Il crack del colosso immobiliare ha generato nei cittadini della Repubblica Popolare una grave sfiducia verso uno dei settori chiave dell’economia cinese, con un grande calo nelle compravendite. D’altronde, a monte del disastro del gruppo c’è proprio un’offerta di mattone superiore alla domanda
La crisi del mercato immobiliare è simile a una matrioska. Sotto il primo strato, ce ne subito un altro e poi un altro ancora. E tutti sono connessi tra loro. Evergrande e il suo dramma, prima industriale e poi sociale (oltre agli obbligazionisti rimasti con il cerino in mano ci sono decine di migliaia di persone che hanno comprato le case costruite da Eevergrande e che ora, a causa del dissesto finanziario del gruppo, rischiano di finire all’asta per pagare i bond non rimborsati), sono figli di una crisi partita dalle immense province cinesi. E l’improvviso avvitamento del mercato immobiliare, con i cittadini della Repubblica Popolare che non comprano più case, è a sua volta riconducibile alla crisi di fiducia partita da un epicentro preciso, Shenzhen, quartier generale di Evergrande.

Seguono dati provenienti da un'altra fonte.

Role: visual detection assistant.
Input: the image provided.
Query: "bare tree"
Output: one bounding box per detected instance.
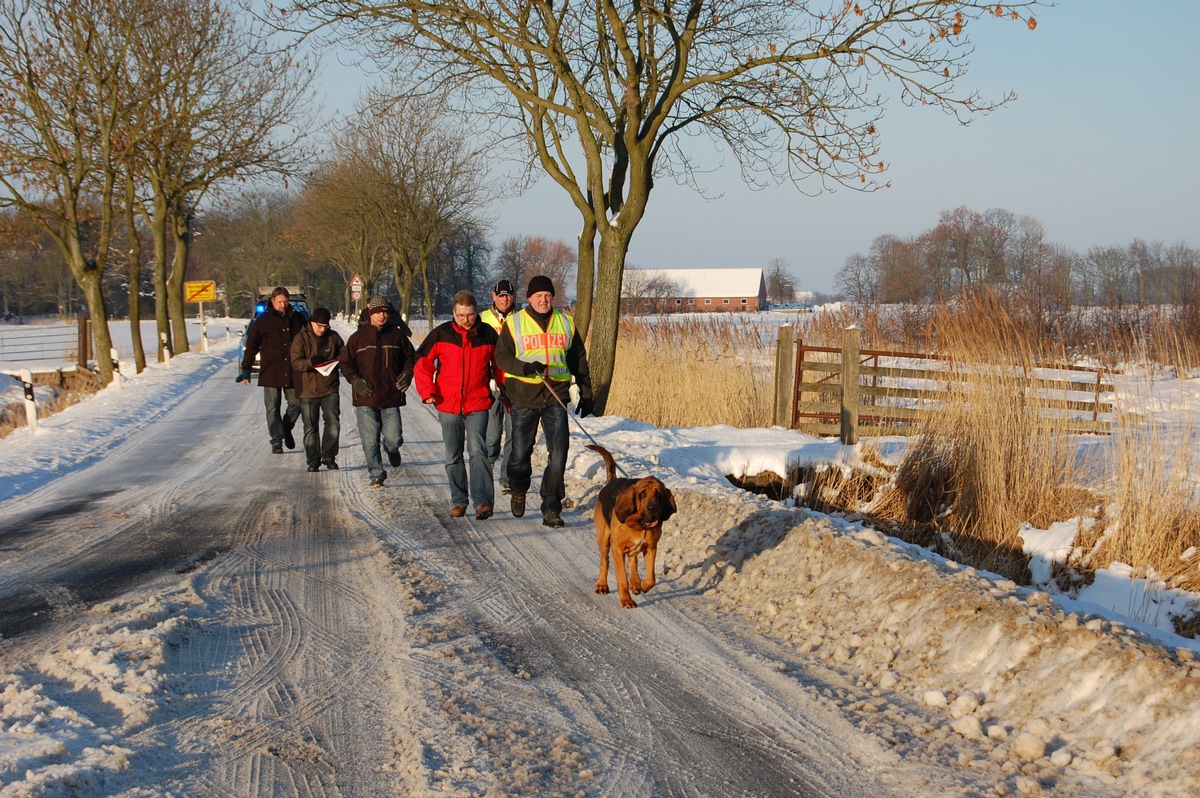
[127,0,312,356]
[290,156,389,310]
[288,0,1037,412]
[767,258,796,305]
[835,253,880,305]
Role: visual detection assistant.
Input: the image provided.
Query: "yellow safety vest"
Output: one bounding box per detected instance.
[504,310,575,383]
[479,307,512,332]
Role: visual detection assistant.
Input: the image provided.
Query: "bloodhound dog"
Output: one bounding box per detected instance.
[588,444,677,608]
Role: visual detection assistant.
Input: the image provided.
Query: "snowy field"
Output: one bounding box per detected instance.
[0,320,1200,798]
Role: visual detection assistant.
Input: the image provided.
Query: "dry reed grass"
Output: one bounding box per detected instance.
[608,295,1200,604]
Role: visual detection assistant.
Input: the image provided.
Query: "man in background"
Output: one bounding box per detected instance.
[292,307,346,472]
[479,280,516,494]
[496,275,593,529]
[236,286,305,455]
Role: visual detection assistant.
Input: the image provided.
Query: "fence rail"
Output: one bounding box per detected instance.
[775,328,1115,444]
[0,316,91,368]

Come più volte raccontato, la crisi del debito cinese, ora vero e proprio contagio anche su scala internazionale, ha un’origine chiara: sono state costruite più case di quante ne sono state vendute. E dal momento che per realizzare i complessi immobiliari, quando non intere città, i grandi gruppi, spesso statali, si sono indebitati, il crollo dei prezzi conseguente all’eccesso di offerta ha reso i debiti insostenibili, a cominciare da quelli di Evergrande. Dunque, la scarsa domanda a fronte di un’eccesso di offerta ha generato quella caduta dei prezzi che ha depauperato il patrimonio del gigante immobiliare, ora in buona compagnia con altre società del mattone a cominciare da Fantasia, anch’essa insolvente.

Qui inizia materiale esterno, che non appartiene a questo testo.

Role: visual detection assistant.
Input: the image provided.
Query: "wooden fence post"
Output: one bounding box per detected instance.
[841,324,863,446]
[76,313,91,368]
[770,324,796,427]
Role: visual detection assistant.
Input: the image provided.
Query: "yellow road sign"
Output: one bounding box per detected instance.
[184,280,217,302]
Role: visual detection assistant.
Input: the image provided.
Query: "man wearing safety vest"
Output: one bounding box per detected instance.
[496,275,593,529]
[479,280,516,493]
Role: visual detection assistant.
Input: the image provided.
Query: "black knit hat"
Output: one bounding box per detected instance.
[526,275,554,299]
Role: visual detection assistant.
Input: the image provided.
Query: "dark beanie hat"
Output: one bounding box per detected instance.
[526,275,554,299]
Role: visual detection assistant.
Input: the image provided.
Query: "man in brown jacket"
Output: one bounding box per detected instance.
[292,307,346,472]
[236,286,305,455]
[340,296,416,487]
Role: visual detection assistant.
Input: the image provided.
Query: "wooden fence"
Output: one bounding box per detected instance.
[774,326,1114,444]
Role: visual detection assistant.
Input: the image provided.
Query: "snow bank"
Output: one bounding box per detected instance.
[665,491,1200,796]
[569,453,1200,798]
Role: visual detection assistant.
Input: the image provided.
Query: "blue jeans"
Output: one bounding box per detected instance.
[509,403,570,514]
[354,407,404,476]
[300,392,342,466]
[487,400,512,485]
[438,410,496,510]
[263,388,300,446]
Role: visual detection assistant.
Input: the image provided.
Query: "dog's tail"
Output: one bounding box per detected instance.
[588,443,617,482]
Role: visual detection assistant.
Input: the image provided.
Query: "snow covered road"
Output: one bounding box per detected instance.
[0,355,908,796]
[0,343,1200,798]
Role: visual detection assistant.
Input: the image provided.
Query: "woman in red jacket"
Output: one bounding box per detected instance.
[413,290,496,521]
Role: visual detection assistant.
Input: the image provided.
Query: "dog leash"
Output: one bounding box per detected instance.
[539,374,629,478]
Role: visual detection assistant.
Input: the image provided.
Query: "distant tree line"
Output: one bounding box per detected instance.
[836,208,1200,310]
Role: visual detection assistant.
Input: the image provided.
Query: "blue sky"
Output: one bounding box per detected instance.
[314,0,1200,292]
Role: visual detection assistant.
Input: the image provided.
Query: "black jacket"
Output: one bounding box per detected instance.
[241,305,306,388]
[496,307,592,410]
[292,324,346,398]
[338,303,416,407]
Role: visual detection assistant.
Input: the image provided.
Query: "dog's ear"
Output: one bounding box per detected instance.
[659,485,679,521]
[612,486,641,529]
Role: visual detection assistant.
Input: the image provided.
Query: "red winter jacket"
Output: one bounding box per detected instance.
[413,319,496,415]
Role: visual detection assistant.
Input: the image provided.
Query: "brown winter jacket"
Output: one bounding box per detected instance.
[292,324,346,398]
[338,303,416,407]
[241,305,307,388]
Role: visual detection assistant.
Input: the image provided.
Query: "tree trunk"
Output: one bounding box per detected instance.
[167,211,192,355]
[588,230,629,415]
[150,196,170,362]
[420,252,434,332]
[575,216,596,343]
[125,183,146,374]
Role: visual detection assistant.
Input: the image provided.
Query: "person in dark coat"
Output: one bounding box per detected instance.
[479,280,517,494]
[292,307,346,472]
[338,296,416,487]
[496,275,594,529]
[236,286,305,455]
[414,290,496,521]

L’effetto detonazione era scontato, dal momento che, secondo i calcoli di Bloomberg, metà delle obbligazioni in sofferenza sparse per il mondo sono riconducibili a società immobiliari della Cina. Ora, se le case invendute sono all’origine del collasso di Evergrande e compagni, è vero anche il contrario e cioè che il default è la principale causa dell’ondata di sfiducia che ha colpito i cittadini cinesi desiderosi di possedere una casa. Come ha rivelato recentemente il New York Times, il fallimento di Evergrande è stato visto come una specie di enorme truffa, che ha spento le residue speranze dei cinesi di comprarsi una casa. Troppo rischioso, questo è il senso di fondo, comprare un immobile da un venditore finito a gambe all’aria. E il mercato si è fermato.

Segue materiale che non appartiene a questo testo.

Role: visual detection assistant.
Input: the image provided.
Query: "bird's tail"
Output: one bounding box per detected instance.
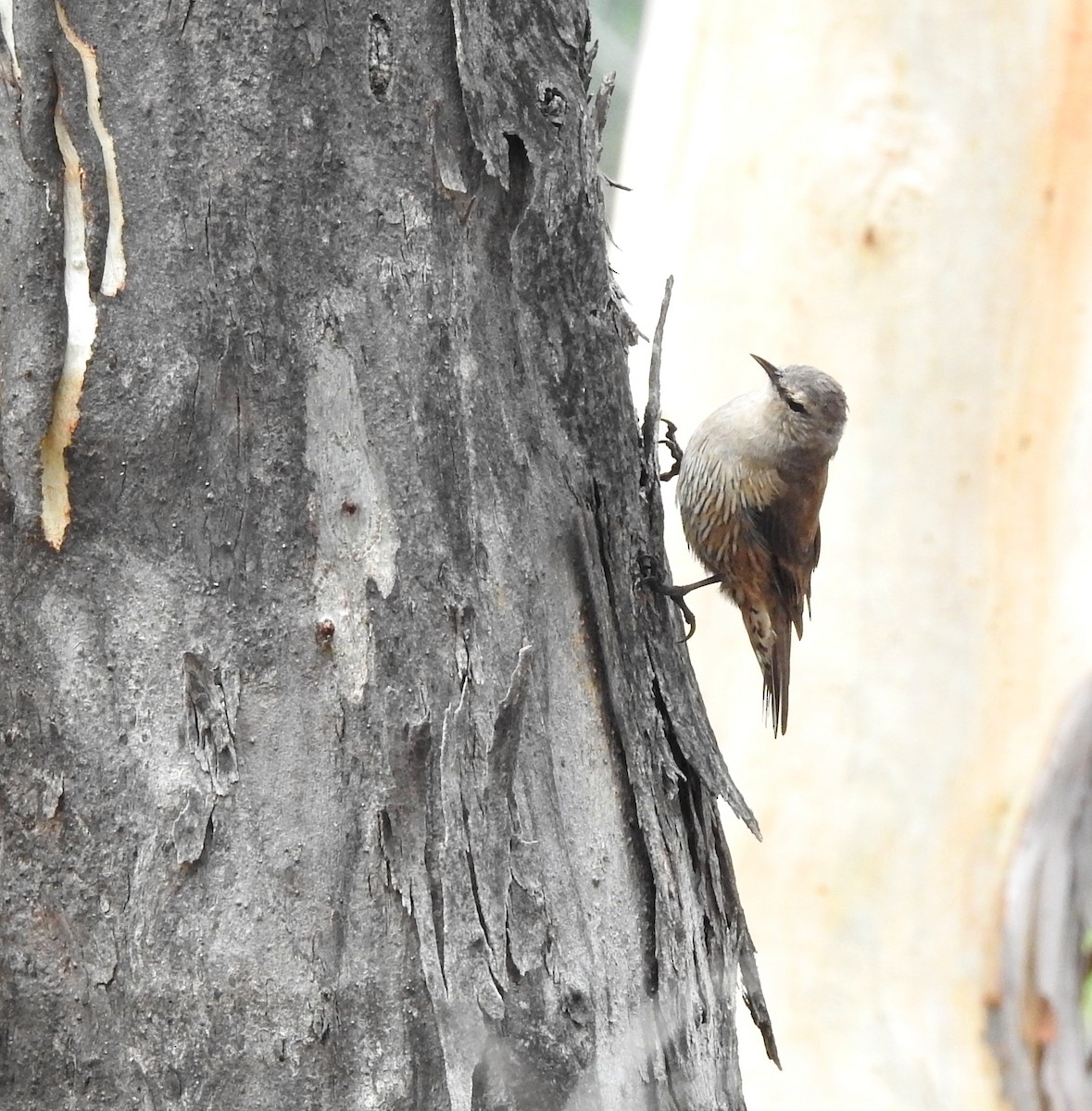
[761,615,793,737]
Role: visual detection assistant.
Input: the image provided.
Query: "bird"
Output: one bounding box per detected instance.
[656,355,848,737]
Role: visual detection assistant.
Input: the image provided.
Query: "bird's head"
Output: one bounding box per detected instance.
[750,355,848,456]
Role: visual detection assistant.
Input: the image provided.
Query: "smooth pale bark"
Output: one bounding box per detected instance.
[613,0,1092,1111]
[0,0,772,1111]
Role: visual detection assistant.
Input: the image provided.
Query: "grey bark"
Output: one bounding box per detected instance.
[990,680,1092,1111]
[0,0,774,1109]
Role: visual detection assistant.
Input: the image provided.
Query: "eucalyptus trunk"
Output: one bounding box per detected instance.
[0,0,772,1109]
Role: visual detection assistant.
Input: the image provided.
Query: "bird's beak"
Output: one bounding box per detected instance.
[750,355,781,384]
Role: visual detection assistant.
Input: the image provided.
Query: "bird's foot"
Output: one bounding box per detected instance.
[637,552,724,644]
[656,417,683,482]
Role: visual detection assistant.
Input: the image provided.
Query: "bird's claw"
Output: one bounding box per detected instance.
[637,552,697,644]
[656,417,683,482]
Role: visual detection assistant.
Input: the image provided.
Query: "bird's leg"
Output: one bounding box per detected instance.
[656,417,683,482]
[637,555,724,643]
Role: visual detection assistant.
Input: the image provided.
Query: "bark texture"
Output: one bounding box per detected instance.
[0,0,774,1109]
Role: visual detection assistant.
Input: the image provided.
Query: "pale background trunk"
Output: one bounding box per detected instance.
[613,0,1092,1111]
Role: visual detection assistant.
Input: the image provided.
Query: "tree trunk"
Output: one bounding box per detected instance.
[611,0,1092,1111]
[0,0,772,1109]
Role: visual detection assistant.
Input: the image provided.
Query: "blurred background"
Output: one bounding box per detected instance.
[593,0,1092,1111]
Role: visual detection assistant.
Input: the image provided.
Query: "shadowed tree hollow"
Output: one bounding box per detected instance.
[0,0,772,1111]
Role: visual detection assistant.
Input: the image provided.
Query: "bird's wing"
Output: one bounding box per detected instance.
[749,466,826,637]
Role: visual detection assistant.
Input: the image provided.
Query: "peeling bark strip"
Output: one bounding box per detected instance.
[38,0,126,551]
[182,652,239,795]
[41,96,98,551]
[368,12,395,96]
[55,0,126,296]
[0,0,22,84]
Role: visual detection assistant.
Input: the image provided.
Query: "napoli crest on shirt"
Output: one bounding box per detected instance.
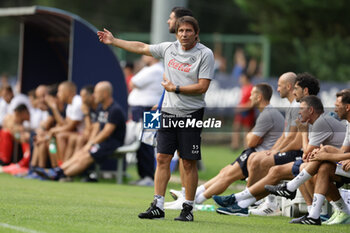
[190,56,197,63]
[98,112,108,123]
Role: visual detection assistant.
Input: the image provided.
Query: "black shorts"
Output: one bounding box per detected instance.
[335,175,350,189]
[231,148,256,177]
[89,141,121,163]
[157,108,204,160]
[274,150,303,165]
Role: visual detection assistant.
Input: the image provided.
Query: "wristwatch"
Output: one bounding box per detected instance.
[175,85,180,94]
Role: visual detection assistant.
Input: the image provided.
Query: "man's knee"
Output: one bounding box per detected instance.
[260,156,275,171]
[183,159,197,171]
[247,153,261,171]
[157,154,172,166]
[268,166,284,182]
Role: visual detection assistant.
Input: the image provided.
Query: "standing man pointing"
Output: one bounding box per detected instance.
[97,16,214,221]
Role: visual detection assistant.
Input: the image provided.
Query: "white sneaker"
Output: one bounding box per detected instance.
[164,197,185,210]
[249,201,281,216]
[169,189,183,200]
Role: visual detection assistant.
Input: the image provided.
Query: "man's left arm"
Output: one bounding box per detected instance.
[162,76,211,94]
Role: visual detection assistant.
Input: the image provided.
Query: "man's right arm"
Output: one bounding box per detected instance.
[246,132,264,148]
[97,29,152,56]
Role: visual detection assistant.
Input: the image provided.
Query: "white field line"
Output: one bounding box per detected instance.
[0,222,40,233]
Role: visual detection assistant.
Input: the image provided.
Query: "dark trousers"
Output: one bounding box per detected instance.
[131,106,154,179]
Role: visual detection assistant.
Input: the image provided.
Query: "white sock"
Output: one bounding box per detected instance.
[329,201,340,210]
[266,195,276,204]
[154,195,164,210]
[307,205,312,213]
[334,198,350,214]
[181,187,186,198]
[196,193,208,204]
[235,188,253,202]
[184,200,194,212]
[287,169,312,192]
[309,193,326,219]
[196,184,205,198]
[238,197,256,208]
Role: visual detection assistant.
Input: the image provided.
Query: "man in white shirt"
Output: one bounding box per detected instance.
[128,55,164,186]
[49,81,84,162]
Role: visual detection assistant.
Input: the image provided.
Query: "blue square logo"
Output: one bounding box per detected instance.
[143,110,162,129]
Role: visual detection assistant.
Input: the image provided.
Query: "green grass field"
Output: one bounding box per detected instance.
[0,147,350,233]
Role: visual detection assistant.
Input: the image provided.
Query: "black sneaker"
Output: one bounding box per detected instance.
[265,183,297,200]
[291,214,321,225]
[212,194,236,207]
[174,203,193,222]
[139,200,164,219]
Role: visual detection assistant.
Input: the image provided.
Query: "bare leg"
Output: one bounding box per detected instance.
[63,150,94,176]
[73,135,87,154]
[249,162,294,200]
[154,153,173,197]
[63,133,79,161]
[30,144,40,167]
[179,157,186,191]
[38,143,47,168]
[231,121,241,150]
[299,184,314,205]
[203,162,244,199]
[247,151,268,187]
[56,132,71,162]
[183,159,198,201]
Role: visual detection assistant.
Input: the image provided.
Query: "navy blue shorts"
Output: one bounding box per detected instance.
[274,150,303,165]
[231,148,256,177]
[89,141,121,163]
[157,109,204,160]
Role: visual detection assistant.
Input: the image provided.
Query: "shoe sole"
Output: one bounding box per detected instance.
[139,217,164,220]
[249,211,282,217]
[169,189,179,201]
[216,210,249,217]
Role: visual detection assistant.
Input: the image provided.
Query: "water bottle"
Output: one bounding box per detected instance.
[49,137,57,154]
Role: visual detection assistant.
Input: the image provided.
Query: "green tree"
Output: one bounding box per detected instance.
[234,0,350,81]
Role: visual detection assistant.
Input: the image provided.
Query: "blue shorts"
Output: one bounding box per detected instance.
[274,150,303,165]
[90,141,122,163]
[231,148,256,177]
[157,109,204,160]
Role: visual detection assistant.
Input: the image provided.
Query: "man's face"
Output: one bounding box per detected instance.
[167,12,176,33]
[299,102,311,123]
[293,83,304,102]
[249,87,260,107]
[57,85,67,103]
[176,23,198,48]
[277,79,288,98]
[80,89,94,106]
[334,96,347,120]
[15,111,30,124]
[3,90,13,104]
[93,85,104,104]
[35,88,48,111]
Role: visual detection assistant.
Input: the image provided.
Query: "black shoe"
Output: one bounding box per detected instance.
[174,203,193,222]
[212,194,236,207]
[139,200,164,219]
[265,183,297,200]
[289,216,304,223]
[291,214,321,225]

“Il disastro di Evergrande e la sua gestione da parte di Pechino stano danneggiando il principale motore dell’economia cinese, il mattone. Scoraggiando gli acquirenti a comprare casa”, ha scritto l’autorevole quotidiano statunitense. “Il problema è che il fallimento di Evergrande ha spento un po’ le speranze delle persone. Con il risultato che la gente non è più in vena di acquistare proprietà immobiliari”. E pensare che in un passato non troppo remoto gli acquisti di case erano così frenetici che le proprietà si esaurivano in pochi minuti dall’offerta. Ma adesso sembra essere tutto finito, anche perché la perdita di fiducia nel mercato potrebbe tradursi in un calo delle vendite di auto ed elettrodomestici per la casa, danneggiando ulteriormente l’economia”.
Non può dunque stupire che nelle scorse ore l’agenzia di rating S&P Global abbia pubblicato nuovi declassamenti a due delle più grandi società del settore, Greenland Holdings (taglio di due notch a B+ da BB, il titolo perde l’1,28% a 4,61 yuan per 61 miliardi di capitalizzazione circa a Shanghai), che ha costruito alcune delle residenziali più alte del mondo e E-house (ora B+, quotata a Hong Kong), avvertendo che potrebbe ridurre ulteriormente il giudizio.